[phenixbb] Questions about molecular replacement.

Randy Read rjr27 at cam.ac.uk
Thu Aug 27 09:02:58 PDT 2009


Those are fairly high LLG values, and the jump when you add the fourth  
molecule is big.  R-factors are very insensitive for unrefined models  
from templates that don't have high sequence identity, so it's not  
that surprising that both R-factors are in the random range.  I would  
worry more about the failure of refinement to reduce the R-factors  
than about how high they are immediately after molecular replacement.

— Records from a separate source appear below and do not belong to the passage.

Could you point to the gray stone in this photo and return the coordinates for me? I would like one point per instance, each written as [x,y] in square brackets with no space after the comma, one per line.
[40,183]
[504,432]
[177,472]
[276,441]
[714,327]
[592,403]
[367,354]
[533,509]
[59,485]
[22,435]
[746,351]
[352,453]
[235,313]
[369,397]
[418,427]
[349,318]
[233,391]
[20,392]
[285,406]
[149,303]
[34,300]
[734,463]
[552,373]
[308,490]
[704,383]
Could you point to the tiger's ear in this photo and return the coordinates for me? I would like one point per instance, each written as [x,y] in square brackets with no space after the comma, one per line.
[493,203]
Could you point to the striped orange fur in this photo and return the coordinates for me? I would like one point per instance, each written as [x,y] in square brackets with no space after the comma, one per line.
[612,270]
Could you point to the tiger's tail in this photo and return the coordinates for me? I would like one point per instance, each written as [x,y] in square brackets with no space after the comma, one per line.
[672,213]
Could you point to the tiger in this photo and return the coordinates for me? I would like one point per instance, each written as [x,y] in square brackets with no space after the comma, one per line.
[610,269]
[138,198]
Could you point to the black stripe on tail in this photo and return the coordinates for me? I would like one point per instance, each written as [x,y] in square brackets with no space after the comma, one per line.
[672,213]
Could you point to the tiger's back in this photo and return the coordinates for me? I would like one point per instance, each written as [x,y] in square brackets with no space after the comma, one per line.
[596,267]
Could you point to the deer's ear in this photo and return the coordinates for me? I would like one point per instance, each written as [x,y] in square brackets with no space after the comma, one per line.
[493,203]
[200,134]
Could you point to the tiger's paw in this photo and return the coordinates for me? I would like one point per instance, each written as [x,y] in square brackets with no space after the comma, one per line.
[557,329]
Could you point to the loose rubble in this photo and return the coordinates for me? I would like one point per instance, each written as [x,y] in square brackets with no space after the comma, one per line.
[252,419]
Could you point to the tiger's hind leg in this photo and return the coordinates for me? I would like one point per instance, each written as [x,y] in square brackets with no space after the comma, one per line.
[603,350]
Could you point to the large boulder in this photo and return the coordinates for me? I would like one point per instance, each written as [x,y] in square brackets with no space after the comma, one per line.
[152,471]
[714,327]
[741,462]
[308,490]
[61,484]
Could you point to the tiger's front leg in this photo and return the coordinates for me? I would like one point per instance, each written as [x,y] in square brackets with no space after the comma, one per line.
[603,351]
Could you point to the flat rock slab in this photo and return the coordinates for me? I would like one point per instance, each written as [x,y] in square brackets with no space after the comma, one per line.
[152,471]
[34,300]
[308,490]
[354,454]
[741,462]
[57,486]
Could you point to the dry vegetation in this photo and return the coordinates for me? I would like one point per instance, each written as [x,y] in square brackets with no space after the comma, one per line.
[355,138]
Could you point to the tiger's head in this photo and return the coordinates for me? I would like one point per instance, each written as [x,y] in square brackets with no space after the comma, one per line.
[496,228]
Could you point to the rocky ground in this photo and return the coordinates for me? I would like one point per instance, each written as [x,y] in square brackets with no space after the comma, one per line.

You can get big LLG values either by having a correct solution with a  
reasonably good model, or by reproducing the translations of  
translational NCS with an otherwise wrong solution.  Does xtriage show  
a big peak in the native Patterson?

Assuming you have data to a reasonable resolution, 3 or 4-fold  
averaging should give you a good map to rebuild the structure, and NCS  
restraints should help the refinement.  But if the resolution is poor  
or if there's some other issue (e.g. twinning or translational NCS),  
then it could be more difficult to proceed.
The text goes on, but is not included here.